12 Juli 2009

Reorientasi dan Inovasi Pendidikan

Reorientasi dan Inovasi Pendidikan

Problem dan tantangan pendidikan semakin berat, teknologi dan masyarakat berubah dengan cepat, oleh karena itu perubahan struktur dan manajemen pendidikan merupakan keharusan agar bangsa Indonesia dapat memasuki era persaingan global dengan gagah. Perubahan yang sedang berproses menuntut reorientasi dan inovasi pendidkan yang dilakukan secara terus menerus melalui pemikiran dan gagasan berikut:

Pertama. Sekolah sebagai suatu sistem pendidikan teknis operasional yang selama ini menganut proses pendidikan mekanik harusnya diubah dengan pendekatan “Production Function Approach“ yang harus dilihat sebagai proses kultural yang bersistem pola pendidikan organik yang dapat menghasilkan insan Indonesia yang memiliki harkat dan martabat serta daya saing yang tinggi.

Kedua. Pengelolaan institusi pendidikan diarahkan mendekati konsep manajemen berbasis sekolah (MBS=School Based Education) artinya keputusan yang menyangkut sekolah diputuskan sendiri oleh sekolah atas dasar pertimbangan dari berbagai masukan pihak yang berkepentingan (stakeholder).

Ketiga. Pendekatan kultural harus dilaksanakan dalam pengelolaan pendidikan (sekolah). Artinya peningkatan mutu melalui pendekatan istilah pembangunan pendidikan yang dikumandangkan tokoh pendidikan kita Ki Hadjar Dewantoro, bahwa pendidikan harus dibangun dengan strategi Tri-Kon (Konvergensi, Konsentris, dan Kontinuitas).

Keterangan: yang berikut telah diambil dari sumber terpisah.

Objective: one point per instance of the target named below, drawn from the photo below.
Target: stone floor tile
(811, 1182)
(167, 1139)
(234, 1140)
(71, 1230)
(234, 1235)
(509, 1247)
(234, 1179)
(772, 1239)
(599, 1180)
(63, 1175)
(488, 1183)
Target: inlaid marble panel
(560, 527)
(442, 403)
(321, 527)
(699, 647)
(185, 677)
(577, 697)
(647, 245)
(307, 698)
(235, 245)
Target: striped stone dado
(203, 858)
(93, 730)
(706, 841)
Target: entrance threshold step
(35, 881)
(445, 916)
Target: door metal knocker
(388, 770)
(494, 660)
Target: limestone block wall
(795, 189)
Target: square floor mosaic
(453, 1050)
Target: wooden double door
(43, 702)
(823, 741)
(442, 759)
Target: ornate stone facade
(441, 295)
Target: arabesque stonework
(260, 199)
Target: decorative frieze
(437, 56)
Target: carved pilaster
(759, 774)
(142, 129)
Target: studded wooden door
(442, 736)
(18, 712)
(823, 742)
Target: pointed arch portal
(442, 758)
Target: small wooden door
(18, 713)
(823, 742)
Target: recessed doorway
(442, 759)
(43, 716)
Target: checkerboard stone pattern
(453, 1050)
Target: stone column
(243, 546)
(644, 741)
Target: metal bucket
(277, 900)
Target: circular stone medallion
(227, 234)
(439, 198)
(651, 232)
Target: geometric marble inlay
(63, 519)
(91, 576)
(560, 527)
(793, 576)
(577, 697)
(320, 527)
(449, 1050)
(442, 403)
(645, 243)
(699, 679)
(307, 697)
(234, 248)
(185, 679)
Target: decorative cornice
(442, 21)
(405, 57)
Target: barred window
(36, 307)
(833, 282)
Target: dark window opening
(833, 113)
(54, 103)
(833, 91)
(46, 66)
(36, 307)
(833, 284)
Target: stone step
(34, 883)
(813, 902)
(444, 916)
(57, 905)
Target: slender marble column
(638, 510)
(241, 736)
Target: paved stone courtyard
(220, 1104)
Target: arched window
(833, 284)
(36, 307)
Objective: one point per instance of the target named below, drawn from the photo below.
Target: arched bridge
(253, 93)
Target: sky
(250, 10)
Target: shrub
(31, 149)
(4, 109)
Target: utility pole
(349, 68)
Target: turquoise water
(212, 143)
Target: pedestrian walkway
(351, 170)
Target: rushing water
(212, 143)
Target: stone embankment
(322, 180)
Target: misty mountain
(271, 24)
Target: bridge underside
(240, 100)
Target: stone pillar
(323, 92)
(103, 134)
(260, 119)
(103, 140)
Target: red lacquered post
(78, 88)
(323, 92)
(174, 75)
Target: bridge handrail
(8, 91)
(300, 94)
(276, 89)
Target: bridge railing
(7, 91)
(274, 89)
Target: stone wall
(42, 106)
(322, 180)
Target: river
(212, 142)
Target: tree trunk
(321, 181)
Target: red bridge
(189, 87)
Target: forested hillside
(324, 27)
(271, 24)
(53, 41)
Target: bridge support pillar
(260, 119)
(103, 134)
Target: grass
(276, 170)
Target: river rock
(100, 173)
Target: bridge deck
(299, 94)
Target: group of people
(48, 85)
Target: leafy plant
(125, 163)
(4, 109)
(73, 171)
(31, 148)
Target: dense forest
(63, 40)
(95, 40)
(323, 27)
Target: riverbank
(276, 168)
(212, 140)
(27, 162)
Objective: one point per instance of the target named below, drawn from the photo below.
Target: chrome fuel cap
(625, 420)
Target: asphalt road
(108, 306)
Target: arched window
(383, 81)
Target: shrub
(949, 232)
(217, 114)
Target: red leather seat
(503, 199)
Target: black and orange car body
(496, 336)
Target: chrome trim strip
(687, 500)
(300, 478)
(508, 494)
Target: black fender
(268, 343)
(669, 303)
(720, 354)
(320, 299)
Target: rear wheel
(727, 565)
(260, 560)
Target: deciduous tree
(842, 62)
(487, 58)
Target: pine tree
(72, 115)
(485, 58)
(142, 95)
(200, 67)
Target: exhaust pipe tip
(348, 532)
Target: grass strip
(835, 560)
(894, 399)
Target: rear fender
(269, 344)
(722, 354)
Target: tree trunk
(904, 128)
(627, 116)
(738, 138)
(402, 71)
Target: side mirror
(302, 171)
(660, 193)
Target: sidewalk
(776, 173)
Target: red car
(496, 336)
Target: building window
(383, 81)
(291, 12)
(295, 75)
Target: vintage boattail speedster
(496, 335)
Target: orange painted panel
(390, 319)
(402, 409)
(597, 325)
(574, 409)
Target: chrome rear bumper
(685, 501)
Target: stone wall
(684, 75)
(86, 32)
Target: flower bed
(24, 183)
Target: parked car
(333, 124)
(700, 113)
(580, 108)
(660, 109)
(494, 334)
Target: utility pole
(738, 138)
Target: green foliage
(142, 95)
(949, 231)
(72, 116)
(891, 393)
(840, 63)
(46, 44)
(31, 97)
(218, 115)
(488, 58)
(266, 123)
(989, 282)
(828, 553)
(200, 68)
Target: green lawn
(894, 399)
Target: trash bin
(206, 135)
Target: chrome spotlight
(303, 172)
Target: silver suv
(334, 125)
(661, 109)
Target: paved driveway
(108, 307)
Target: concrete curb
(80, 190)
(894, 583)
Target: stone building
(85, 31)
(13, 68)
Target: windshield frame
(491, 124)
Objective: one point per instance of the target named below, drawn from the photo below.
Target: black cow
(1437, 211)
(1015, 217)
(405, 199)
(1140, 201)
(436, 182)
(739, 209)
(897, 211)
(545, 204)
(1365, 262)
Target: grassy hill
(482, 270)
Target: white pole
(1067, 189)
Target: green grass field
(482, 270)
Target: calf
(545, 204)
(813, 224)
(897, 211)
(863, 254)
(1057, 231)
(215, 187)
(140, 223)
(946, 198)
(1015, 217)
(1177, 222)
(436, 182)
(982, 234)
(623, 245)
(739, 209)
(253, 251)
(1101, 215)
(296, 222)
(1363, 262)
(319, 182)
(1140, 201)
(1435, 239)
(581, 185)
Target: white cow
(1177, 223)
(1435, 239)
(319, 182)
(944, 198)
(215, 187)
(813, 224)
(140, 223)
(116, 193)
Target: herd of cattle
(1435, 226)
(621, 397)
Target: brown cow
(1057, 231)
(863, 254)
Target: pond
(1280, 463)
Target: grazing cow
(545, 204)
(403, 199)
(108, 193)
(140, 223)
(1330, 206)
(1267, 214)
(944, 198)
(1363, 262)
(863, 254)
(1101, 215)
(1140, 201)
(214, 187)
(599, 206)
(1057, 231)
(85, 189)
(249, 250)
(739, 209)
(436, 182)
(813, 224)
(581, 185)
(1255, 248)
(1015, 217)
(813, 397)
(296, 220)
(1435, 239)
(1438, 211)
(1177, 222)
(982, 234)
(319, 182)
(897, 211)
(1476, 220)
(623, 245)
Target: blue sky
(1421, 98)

Keempat. Menggeser pendidikan yang acap kali bertali temali dengan transfer pengetahuan (transfer of knowledge) dan praktek pendidikan yang mengalir dari atas kebawah (top-down) serta sebagai arena indoktrinasi dalam pendidikan. Perilaku ini harus diubah menjadi suatu proses aktivitas yang membangun kesadaran, kedewasaan, dan kedirian yang melahirkan profesionalisme dan independensi institusi pendidikan dari konteksnya sebagai institusi yang mencerdaskan dan membebaskan bukan pendidikan yang terbelenggu dan tertutup.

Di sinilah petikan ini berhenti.